Since BP plc (ADR) (NYSE:BP) announced July 18 that it was considering spinning off some its pipeline assets into a master limited partnership, BP stock only rose marginally on the news.
The consensus about spinoffs — MLPs or otherwise — is that both the parent’s stock and that of the newly independent division do better on their own because they’re able to better focus on the task at hand.
Spinoff ETF’s Mediocre Performance
The Guggenheim S&P Spin-Off ETF (NYSEARCA:CSD) got its start in December 2006. In the decade since, CSD has an annual total return of 6.54%, 77 basis points less than the S&P 500.
More recently, VanEck created the VanEck Vectors Global Spin-Off ETF (NYSEARCA:SPUN) in June 2015. It’s total return in the two years since its launch is 7.7%, 150 basis points less than the S&P.
Both have underperformed the index, and while you can argue that the better benchmark might be a mid-cap or small-cap index, I was merely trying to point out that despite all of the academic research that shows spinoffs outperform, it seems these gains remain elusive for the average investor.

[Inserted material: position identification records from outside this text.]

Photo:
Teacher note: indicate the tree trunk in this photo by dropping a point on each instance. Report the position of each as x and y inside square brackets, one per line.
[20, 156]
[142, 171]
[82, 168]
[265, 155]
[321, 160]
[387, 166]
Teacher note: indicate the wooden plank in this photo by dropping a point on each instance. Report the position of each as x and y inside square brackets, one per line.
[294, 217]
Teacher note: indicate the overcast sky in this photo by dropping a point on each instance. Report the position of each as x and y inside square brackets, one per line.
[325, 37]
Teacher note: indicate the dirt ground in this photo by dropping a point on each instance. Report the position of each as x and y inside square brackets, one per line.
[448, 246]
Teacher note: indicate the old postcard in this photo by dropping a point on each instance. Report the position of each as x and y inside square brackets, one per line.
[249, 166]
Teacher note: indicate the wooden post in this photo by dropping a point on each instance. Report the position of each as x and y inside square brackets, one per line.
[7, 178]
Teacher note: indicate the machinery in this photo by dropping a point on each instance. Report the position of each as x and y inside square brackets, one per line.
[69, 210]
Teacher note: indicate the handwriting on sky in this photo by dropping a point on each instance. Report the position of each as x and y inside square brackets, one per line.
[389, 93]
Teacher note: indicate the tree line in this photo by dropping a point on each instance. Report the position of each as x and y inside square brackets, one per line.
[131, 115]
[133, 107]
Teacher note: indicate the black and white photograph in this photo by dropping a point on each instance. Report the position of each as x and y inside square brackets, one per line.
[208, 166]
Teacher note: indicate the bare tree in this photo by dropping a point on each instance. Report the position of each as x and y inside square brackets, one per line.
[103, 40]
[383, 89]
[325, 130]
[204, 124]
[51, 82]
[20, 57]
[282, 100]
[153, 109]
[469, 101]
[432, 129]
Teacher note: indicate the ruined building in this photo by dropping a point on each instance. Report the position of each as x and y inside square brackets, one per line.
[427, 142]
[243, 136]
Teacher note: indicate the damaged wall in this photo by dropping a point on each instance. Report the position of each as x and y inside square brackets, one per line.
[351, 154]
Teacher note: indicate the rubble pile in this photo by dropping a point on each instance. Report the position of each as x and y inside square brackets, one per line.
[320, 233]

How Is BP’s MLP Spinoff Different?
Well, other than the taxation differences of MLPs, it’s not different from spinoffs in other industries. BP is pondering the move as a way to generate greater shareholder value from BP stock by putting its pipeline business in a better position to grow while generating attractive tax-deferred returns.

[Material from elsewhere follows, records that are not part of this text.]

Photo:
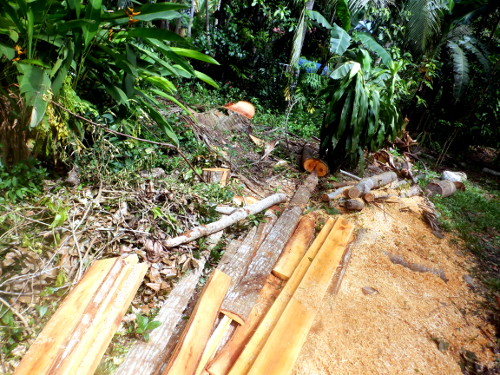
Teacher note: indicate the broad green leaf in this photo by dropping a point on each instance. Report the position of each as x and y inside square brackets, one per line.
[206, 79]
[194, 55]
[34, 85]
[93, 14]
[318, 17]
[343, 14]
[339, 40]
[153, 33]
[162, 83]
[371, 45]
[7, 51]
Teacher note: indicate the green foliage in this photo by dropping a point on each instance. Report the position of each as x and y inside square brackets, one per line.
[143, 326]
[21, 181]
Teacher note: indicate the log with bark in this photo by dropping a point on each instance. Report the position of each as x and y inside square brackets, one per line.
[226, 357]
[282, 348]
[295, 247]
[216, 226]
[312, 163]
[216, 175]
[369, 183]
[259, 337]
[77, 335]
[147, 358]
[195, 336]
[240, 300]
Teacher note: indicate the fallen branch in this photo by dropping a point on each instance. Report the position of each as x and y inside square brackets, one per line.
[164, 144]
[398, 259]
[240, 214]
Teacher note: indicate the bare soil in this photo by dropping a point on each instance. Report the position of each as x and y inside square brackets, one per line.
[417, 322]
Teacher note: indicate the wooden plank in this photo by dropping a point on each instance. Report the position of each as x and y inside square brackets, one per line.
[194, 338]
[55, 335]
[240, 301]
[259, 337]
[295, 247]
[226, 357]
[213, 343]
[282, 348]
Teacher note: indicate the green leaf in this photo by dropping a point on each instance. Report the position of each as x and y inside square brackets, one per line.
[153, 33]
[93, 14]
[206, 79]
[343, 14]
[318, 17]
[194, 55]
[460, 69]
[371, 45]
[34, 85]
[339, 41]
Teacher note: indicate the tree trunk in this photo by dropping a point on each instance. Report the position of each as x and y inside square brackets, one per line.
[240, 301]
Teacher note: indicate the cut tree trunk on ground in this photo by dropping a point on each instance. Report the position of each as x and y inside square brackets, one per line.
[77, 336]
[226, 357]
[195, 336]
[147, 358]
[283, 346]
[369, 183]
[235, 265]
[354, 204]
[327, 197]
[240, 300]
[216, 175]
[295, 248]
[216, 226]
[259, 337]
[312, 163]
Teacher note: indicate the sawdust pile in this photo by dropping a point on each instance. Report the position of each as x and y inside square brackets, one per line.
[416, 323]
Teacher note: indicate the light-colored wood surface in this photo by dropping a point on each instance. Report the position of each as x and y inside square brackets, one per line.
[295, 248]
[259, 337]
[283, 346]
[226, 357]
[189, 349]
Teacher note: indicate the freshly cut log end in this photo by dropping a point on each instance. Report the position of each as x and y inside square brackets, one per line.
[216, 175]
[354, 204]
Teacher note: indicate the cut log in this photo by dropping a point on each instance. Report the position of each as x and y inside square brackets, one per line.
[354, 204]
[295, 248]
[216, 175]
[226, 357]
[259, 337]
[240, 214]
[191, 345]
[235, 265]
[369, 183]
[240, 300]
[311, 163]
[147, 358]
[327, 197]
[213, 343]
[77, 336]
[283, 346]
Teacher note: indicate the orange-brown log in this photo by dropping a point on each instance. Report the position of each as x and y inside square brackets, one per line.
[295, 247]
[189, 349]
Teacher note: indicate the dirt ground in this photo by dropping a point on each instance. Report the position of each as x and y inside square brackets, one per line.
[417, 323]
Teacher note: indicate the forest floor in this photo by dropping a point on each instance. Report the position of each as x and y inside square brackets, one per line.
[385, 319]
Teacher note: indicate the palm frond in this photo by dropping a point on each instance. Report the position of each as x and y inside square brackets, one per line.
[424, 24]
[460, 69]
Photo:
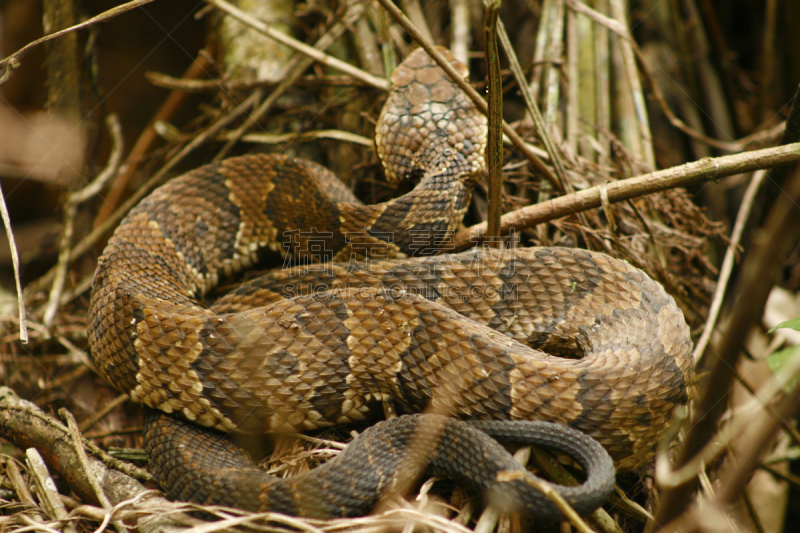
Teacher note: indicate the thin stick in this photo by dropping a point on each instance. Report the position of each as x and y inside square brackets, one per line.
[75, 199]
[23, 320]
[12, 62]
[533, 108]
[701, 171]
[303, 48]
[77, 443]
[727, 264]
[780, 232]
[148, 137]
[291, 73]
[494, 149]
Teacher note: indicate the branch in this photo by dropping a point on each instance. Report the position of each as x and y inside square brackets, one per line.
[697, 172]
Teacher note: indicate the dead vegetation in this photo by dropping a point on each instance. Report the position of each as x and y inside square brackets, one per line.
[596, 97]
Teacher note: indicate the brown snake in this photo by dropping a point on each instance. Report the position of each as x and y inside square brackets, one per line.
[408, 333]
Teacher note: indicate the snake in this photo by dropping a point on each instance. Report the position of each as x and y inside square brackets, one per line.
[562, 347]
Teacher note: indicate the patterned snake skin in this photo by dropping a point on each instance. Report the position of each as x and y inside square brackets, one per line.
[323, 344]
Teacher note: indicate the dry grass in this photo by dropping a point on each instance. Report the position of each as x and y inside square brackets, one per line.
[602, 105]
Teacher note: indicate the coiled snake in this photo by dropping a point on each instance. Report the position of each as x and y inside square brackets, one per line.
[413, 334]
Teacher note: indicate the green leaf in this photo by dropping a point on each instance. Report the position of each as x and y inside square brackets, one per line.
[791, 324]
[779, 359]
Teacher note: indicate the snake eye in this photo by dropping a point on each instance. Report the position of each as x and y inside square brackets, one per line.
[413, 174]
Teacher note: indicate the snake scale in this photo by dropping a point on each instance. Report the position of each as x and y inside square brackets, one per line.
[480, 335]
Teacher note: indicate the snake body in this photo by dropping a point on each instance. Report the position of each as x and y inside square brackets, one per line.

InvestorPlace energy guru Aaron Levitt recently discussed the upside of BP’s move. He believes it will give the company’s stock a boost while continuing to provide investors with a healthy BP dividend.
BP would benefit from BP Midstream Partners (the proposed name) in two ways.

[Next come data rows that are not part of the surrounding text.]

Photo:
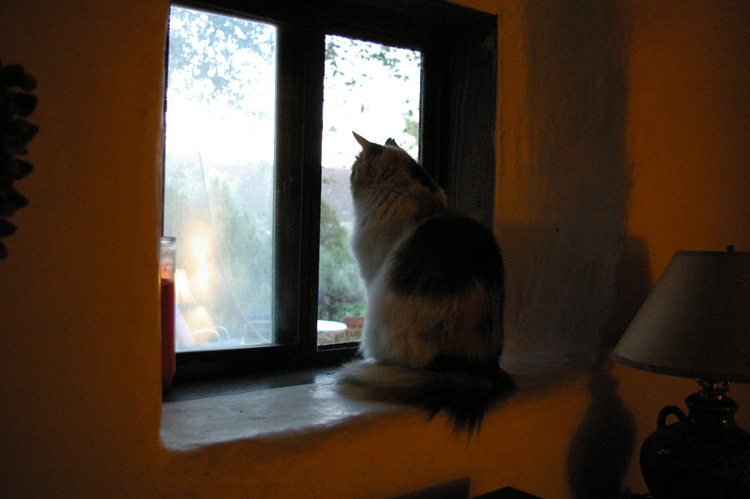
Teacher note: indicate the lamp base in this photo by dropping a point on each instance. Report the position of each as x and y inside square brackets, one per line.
[703, 455]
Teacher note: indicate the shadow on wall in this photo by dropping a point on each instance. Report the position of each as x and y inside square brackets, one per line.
[562, 263]
[602, 447]
[573, 279]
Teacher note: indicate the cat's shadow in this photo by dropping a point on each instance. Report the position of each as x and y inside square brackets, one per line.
[602, 448]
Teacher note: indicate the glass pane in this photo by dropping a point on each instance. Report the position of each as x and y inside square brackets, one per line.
[374, 90]
[219, 177]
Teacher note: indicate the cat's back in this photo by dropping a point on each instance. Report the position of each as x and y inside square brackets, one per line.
[446, 255]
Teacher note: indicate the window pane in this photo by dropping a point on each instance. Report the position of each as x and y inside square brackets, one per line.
[219, 177]
[372, 89]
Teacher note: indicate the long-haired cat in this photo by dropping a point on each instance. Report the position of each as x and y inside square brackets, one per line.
[433, 331]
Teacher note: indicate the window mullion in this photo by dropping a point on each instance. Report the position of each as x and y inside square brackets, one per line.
[311, 175]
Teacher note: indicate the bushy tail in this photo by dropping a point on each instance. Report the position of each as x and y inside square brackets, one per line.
[465, 396]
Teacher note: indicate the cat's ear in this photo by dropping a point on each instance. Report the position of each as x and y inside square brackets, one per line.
[367, 146]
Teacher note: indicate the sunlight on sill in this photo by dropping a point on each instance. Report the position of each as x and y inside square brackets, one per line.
[305, 409]
[191, 424]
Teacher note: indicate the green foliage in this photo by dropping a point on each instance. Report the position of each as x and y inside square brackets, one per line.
[339, 285]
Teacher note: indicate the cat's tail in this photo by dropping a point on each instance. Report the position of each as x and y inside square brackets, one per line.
[464, 391]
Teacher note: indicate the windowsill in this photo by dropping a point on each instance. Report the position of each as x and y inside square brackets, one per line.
[303, 408]
[277, 406]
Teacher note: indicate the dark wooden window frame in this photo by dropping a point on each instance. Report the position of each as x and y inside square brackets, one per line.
[459, 48]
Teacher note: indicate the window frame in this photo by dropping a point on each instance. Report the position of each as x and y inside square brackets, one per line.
[454, 41]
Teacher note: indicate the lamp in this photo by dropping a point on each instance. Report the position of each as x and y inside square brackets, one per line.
[696, 324]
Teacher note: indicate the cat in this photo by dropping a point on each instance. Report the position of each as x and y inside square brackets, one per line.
[434, 281]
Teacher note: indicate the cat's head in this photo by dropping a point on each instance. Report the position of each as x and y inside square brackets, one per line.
[388, 167]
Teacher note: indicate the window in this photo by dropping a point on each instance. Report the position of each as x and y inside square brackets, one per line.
[260, 104]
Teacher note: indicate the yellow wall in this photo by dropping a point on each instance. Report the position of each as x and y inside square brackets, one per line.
[621, 139]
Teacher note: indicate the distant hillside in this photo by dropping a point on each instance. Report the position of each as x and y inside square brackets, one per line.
[336, 191]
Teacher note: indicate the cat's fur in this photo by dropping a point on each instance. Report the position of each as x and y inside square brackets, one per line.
[433, 331]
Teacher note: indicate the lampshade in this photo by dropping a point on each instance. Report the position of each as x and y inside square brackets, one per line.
[696, 321]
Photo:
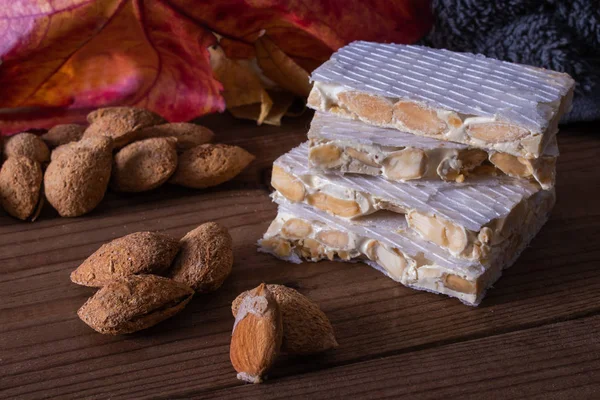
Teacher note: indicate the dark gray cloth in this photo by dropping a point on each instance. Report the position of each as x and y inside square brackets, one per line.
[563, 35]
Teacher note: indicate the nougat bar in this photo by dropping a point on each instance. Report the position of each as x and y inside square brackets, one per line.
[342, 145]
[460, 97]
[384, 241]
[466, 219]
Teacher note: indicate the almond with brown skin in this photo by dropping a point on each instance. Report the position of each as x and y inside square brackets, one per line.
[20, 184]
[306, 329]
[63, 134]
[27, 145]
[120, 123]
[76, 179]
[144, 165]
[210, 165]
[257, 334]
[205, 258]
[134, 303]
[136, 253]
[187, 135]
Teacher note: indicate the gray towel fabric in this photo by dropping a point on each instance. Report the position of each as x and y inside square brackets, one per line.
[563, 35]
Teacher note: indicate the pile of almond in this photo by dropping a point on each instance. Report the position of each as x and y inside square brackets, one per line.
[147, 277]
[128, 149]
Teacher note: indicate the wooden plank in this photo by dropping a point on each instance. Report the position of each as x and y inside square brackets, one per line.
[556, 361]
[46, 351]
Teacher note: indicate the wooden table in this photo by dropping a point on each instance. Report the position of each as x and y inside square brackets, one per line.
[536, 335]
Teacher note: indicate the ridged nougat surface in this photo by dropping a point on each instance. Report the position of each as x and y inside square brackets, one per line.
[467, 83]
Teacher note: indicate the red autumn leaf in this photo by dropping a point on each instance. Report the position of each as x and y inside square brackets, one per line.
[62, 58]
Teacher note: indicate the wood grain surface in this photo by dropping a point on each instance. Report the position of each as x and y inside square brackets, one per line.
[536, 335]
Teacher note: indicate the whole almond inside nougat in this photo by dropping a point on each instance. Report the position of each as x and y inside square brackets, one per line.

“General partners run the show. They decide what pipelines to buy and drop down into the MLP, how to expand and other issues. In return, GPs receive fees and bonuses — called incentive distribution rights, or IDRs — for managing the MLP,” Levitt wrote July 19. “Moreover, they own the vast bulk of the MLP’s units, so they collect distributions too.”
It’s a pretty sweet deal for the company as it allows BP to defer taxes on its pipeline earnings while generating additional fees for operating the MLP. Nothing changes regarding costs to the company yet taxes get deferred.
It’s a big reason why some large oil and gas companies have spun-off their pipeline assets in recent years. Levitt gives three prime examples of companies—Marathon Petroleum Corp (NYSE:MPC), Tesoro Corporation (NYSE:TSO) and Royal Dutch Shell PLC (ADR) (NYSE:RDS.A)—who’ve seen good returns relative to their respective spinoffs.
Stock Performance Since Spinoff
MPLX LP (NASDAQ:MPLX)
Tesoro Logistics LP (NASDAQ:TLLP)
Royal Dutch Shell
Shell Midstream Partners LP (NYSE:SHLX)
Bottom Line on BP Stock
As big companies go, I see BP as the best-integrated oil and gas firm to bet on in the next three to five years regardless of whether the company spins off its pipeline assets.
However, I have to agree with my colleague. The move to make BP Midstream Partners an independent company seems like an easy decision.
So, unless I’m missing something, BP shareholders can expect good news in the months ahead. If you don’t own BP stock, but were thinking about it, this ought to make your decision much easier.
As of this writing, Will Ashworth did not hold a position in any of the aforementioned securities.